Friday Night Pride: How Hastings Celebrated June’s Pride Month


Sophie Halliburton, Managing Editor

On June 3rd, Hastings hosted its first major Pride event, called Friday Night Pride, which sought to highlight and uplift the LGBTQ+ members of the community through speeches, performances, and live music from the Farragut Middle School and Hastings High School chorus, as well as activities for younger children. From around 6 to 9pm, Warburton was packed with local residents of all ages, everyone enjoying themselves and using this event as an opportunity to come together and celebrate. 

Local businesses and organizations set up stands along the street, selling pride-themed merchandise and food, as well as fundraising for different causes. Several tables were either representing or donating to Center Lane, which is an educational program for LGBTQ+ youth in Yonkers, as well as the LOFT Community Center in White Plains, which is a safe space for the LGBTQ+ community that runs support groups and group therapy sessions.
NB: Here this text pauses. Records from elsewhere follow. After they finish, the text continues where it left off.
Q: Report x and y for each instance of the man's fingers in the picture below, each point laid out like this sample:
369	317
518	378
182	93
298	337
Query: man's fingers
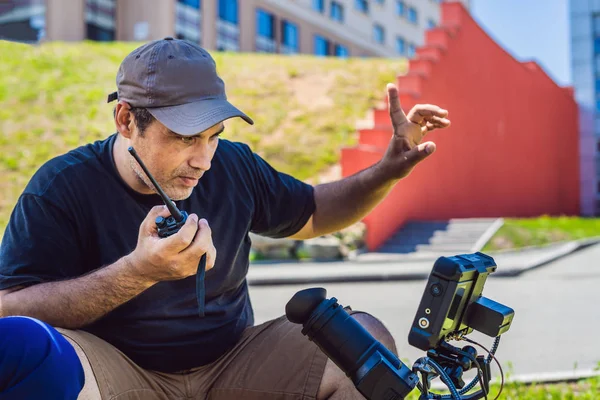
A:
182	239
420	152
203	244
422	112
149	224
396	113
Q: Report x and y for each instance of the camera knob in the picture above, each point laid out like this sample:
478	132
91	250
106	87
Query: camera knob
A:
160	221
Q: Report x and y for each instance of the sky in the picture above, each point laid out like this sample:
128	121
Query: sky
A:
530	30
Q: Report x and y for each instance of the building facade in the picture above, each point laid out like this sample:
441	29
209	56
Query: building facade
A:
358	28
585	63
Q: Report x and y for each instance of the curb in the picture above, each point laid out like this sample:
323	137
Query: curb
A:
349	272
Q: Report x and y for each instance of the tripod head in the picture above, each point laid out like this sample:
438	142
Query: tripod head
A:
451	307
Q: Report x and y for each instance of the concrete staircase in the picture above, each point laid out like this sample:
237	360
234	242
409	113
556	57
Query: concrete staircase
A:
431	239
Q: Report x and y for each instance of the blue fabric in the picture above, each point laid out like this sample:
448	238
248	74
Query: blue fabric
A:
77	215
37	362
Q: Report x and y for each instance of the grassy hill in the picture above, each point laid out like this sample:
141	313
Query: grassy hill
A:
53	98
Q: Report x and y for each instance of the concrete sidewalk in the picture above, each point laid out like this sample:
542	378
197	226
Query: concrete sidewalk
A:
397	267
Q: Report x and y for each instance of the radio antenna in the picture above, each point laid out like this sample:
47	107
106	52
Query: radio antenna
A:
170	205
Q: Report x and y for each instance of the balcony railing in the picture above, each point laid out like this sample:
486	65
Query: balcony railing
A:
228	36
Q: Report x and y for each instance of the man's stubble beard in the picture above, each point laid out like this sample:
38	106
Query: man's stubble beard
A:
174	193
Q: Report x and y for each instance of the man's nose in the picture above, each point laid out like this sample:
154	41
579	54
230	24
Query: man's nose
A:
200	159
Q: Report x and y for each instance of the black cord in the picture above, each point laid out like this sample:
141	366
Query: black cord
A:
491	354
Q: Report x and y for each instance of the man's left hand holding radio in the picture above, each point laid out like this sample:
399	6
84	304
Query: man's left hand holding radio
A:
175	257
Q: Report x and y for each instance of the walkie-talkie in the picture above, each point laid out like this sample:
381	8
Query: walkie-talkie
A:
171	225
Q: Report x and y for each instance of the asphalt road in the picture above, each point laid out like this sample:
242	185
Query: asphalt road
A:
555	328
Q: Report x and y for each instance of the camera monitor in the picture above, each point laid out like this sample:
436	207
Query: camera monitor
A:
452	305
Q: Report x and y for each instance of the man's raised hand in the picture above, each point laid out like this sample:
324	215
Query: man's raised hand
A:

The high school GSA (Gay Straight Alliance) was also able to fundraise for their club by selling pride t-shirts from the PTSA as well as handing out informative pamphlets regarding the LGBTQ+ community.

Brian Harris, a Hastings resident and co-organizer of Friday Night Pride, says the event was overall a huge success and was satisfied by the large turnout. He explained that the main goal in organizing Friday Night Pride was to “create an event in Hastings that would really highlight and amplify the supportive nature of our community.” He talked about how he and Jen DiBonaventura, another co-organizer, wanted to “help support a sense of safety, acceptance, and celebration of the LGBTQ+ [members]” of Hastings. 
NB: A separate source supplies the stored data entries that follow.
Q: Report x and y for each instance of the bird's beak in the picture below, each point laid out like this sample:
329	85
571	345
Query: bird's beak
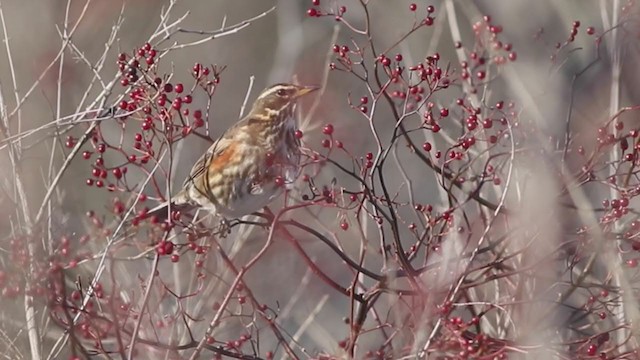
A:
304	90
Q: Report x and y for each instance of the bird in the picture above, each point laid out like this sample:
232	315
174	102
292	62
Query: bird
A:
250	164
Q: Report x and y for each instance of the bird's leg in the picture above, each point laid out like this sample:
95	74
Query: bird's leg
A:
224	229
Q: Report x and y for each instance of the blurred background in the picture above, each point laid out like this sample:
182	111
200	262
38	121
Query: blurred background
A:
282	46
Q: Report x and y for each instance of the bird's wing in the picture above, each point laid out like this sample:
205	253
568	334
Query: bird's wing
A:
218	153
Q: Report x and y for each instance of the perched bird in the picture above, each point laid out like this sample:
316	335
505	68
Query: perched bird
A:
250	164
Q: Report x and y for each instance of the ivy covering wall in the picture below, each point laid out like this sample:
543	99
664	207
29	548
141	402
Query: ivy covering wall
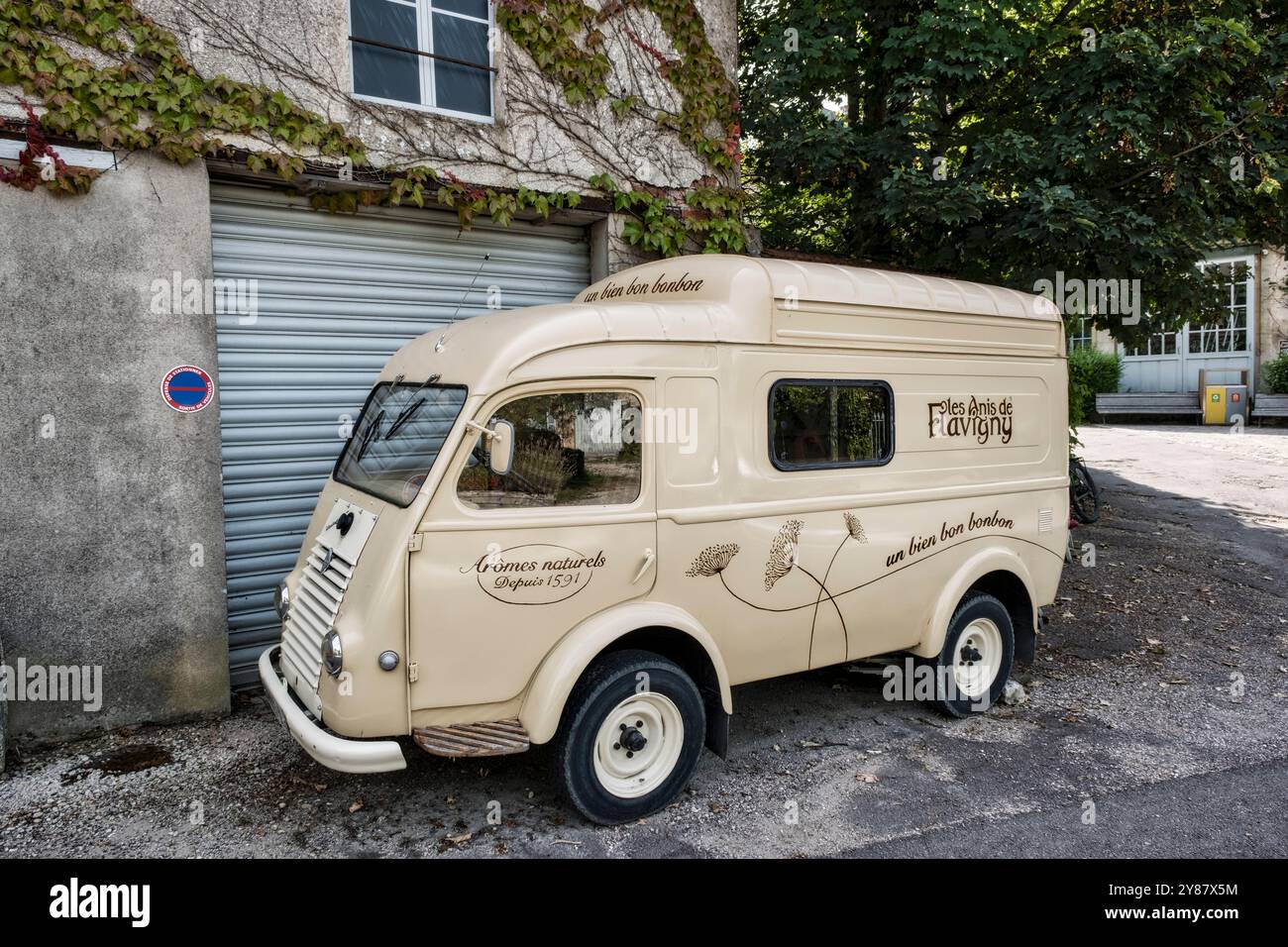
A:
106	73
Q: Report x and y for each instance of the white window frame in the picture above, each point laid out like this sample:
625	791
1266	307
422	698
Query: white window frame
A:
1086	335
1205	333
425	40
Harris also believes that Friday Night Pride provided an ideal outlet, especially for younger members of the community, to feel more supported and comfortable with their sexuality as there can still be a stigma for some youth surrounding coming out about one’s gender identity or sexual orientation. 
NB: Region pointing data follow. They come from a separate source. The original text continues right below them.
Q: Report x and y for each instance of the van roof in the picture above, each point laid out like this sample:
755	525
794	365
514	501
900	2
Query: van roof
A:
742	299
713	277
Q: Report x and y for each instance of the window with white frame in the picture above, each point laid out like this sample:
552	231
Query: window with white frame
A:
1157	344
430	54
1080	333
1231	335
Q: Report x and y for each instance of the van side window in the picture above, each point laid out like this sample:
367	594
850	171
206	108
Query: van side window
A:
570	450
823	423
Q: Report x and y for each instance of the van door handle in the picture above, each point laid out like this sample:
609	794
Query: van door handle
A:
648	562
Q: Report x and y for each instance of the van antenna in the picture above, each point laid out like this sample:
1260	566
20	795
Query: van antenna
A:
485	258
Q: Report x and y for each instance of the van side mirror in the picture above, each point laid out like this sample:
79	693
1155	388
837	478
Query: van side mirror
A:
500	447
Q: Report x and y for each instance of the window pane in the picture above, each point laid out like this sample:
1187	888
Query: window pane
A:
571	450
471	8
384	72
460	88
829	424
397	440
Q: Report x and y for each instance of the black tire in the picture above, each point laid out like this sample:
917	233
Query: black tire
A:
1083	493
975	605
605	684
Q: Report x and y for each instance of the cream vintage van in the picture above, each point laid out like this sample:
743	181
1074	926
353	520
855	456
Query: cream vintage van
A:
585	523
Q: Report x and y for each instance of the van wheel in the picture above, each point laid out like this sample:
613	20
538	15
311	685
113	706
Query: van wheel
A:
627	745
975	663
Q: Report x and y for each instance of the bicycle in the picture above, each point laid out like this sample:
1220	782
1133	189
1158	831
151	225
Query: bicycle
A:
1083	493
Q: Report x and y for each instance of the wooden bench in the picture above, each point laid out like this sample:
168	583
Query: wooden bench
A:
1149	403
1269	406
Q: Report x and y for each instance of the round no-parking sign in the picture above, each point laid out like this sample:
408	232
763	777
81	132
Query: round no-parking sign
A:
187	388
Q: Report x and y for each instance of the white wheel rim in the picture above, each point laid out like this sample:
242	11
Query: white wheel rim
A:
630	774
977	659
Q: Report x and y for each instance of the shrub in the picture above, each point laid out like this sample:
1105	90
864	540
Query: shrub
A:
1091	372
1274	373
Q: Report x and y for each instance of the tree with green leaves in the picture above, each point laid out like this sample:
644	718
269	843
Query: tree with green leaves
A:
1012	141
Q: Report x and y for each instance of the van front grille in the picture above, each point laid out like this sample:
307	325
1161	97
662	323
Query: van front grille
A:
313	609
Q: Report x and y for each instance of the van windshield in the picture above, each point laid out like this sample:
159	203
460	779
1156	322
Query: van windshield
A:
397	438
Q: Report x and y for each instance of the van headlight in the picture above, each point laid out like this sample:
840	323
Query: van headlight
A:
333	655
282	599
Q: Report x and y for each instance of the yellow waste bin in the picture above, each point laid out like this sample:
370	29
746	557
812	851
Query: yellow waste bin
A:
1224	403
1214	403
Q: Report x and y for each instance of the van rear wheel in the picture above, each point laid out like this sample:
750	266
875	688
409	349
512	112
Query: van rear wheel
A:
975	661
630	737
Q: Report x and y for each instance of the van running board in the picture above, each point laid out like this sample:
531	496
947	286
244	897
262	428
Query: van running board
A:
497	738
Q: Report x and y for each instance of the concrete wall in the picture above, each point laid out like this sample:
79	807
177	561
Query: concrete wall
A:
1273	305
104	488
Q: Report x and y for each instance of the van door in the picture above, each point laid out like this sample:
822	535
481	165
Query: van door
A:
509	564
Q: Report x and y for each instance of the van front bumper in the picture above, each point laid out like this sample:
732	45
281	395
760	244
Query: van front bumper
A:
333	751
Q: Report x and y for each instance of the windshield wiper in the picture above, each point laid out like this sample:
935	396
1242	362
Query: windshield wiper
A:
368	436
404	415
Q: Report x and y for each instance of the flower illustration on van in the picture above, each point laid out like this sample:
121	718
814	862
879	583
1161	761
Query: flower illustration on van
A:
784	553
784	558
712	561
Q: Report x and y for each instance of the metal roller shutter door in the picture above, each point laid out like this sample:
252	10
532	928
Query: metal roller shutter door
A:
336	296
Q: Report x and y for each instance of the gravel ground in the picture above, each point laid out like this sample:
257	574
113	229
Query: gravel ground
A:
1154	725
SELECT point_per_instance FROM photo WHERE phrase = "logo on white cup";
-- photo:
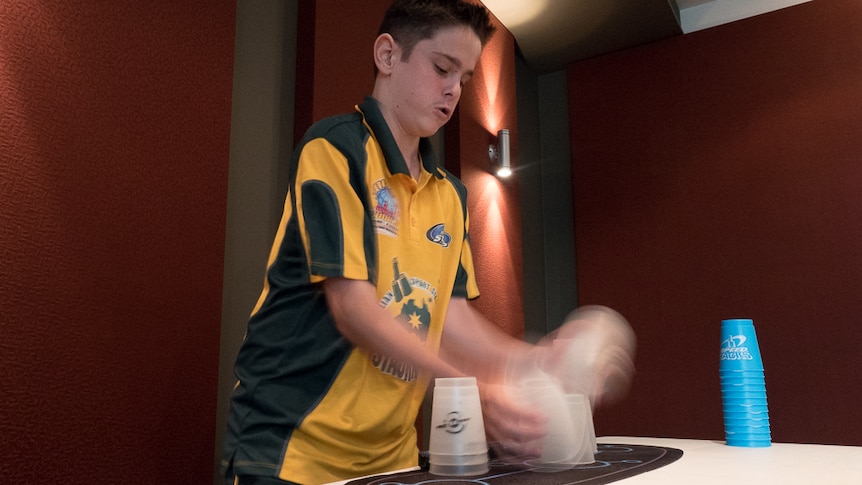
(453, 423)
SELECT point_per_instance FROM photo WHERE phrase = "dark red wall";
(718, 175)
(335, 72)
(114, 133)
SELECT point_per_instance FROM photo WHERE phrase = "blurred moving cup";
(583, 429)
(538, 390)
(457, 445)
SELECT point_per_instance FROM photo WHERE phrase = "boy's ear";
(384, 53)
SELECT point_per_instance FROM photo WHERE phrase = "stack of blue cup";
(743, 387)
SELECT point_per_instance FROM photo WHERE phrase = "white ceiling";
(553, 33)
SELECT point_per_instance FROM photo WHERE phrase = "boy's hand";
(511, 429)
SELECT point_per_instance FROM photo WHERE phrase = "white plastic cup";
(583, 429)
(457, 445)
(540, 391)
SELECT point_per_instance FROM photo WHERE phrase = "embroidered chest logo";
(438, 235)
(385, 210)
(412, 300)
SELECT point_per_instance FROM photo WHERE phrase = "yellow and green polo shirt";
(309, 407)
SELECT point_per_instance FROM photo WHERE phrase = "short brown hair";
(410, 21)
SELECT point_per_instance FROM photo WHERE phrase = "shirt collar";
(394, 160)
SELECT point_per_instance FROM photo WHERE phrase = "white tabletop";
(712, 462)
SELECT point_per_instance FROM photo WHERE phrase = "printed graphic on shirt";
(438, 235)
(385, 210)
(412, 299)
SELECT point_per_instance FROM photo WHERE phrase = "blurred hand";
(511, 429)
(593, 353)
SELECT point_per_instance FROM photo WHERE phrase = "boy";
(367, 284)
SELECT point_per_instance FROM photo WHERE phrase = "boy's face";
(427, 86)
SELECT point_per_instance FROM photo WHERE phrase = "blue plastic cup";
(761, 394)
(743, 413)
(751, 423)
(739, 348)
(743, 381)
(749, 443)
(735, 374)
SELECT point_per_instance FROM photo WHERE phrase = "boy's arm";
(366, 324)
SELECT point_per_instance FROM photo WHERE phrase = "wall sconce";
(500, 156)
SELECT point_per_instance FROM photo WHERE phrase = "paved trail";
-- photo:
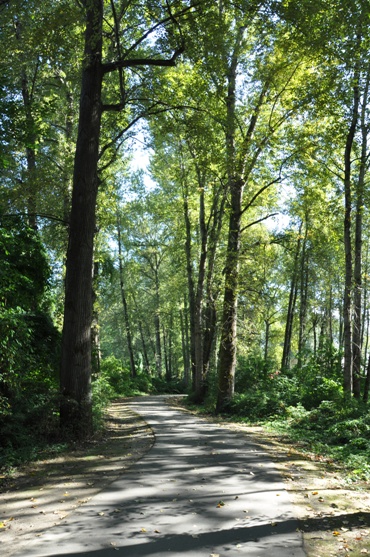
(200, 491)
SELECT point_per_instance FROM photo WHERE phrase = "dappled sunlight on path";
(201, 490)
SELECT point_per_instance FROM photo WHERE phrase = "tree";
(76, 341)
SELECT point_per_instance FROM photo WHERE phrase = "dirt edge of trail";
(41, 494)
(333, 515)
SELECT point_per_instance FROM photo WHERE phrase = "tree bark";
(347, 299)
(357, 271)
(285, 361)
(75, 377)
(124, 303)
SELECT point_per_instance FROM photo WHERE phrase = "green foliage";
(29, 346)
(336, 429)
(115, 380)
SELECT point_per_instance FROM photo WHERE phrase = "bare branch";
(258, 221)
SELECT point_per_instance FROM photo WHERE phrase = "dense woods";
(184, 207)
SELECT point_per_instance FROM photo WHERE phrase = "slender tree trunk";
(267, 340)
(227, 353)
(285, 362)
(75, 376)
(191, 289)
(124, 303)
(157, 325)
(30, 135)
(367, 383)
(303, 294)
(347, 299)
(357, 271)
(143, 344)
(199, 389)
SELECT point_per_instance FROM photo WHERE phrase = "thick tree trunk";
(75, 377)
(227, 353)
(199, 389)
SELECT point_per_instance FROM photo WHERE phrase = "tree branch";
(257, 221)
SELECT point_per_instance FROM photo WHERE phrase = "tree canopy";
(184, 203)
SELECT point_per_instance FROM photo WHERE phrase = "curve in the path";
(201, 491)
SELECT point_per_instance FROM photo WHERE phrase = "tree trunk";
(227, 353)
(75, 377)
(199, 390)
(303, 294)
(124, 303)
(30, 136)
(285, 362)
(357, 271)
(191, 290)
(347, 299)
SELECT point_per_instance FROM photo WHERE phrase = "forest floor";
(334, 515)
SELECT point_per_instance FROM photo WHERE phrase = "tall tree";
(76, 403)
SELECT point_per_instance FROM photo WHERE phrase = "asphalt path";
(201, 491)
“I was very moved by not only how many people [attended Friday Night Pride], but the number of people that were truly invested in the event,” Harris noted.

Mr. Steven Lopez, the faculty advisor of the GSA, also attended the event and felt it was greatly beneficial to the GSA and the town in general. He saw Friday Night Pride as a great opportunity “to have a fun community event where families, children, the LGBTQ+ community, and allies [can] come together and celebrate diversity and inclusion.”

Since the GSA is a safe place and a source of support in the school community, Lopez was grateful for the chance to advocate and fundraise for the club. 

Additionally, Liam Shanley, a graduating HHS senior and president of the GSA, feels that “with all of these anti-queer laws [being implemented] throughout the country, it’s good to have events like these to break away from all that negativity and just celebrate what it’s like to be a part of the [LGBTQ+] community.” 

Liam also addressed the different flyers and merchandise being handed out by the GSA during the event. 

“We were selling t-shirts that the PTSA donated to us and we were also handing out pamphlets on terminology and queer etiquette,” he explained. “I think it’s important for community members to understand what [LGBTQ+] terminology is especially since it’s constantly changing.” 

Elianna Carvalho, a HHS sophomore and member of the GSA, feels that Friday Night Pride was “beyond a success.” She particularly emphasized how impressed she was by the event’s attendance as she “[didn’t] think [she had] ever seen that many people in Hastings at one time,” and was appreciative at how “many people came out just to celebrate and enjoy the evening.” 

“It was so beautiful to see everyone together after years in quarantine. I hope this becomes a Hastings tradition in the future,” said Elianna.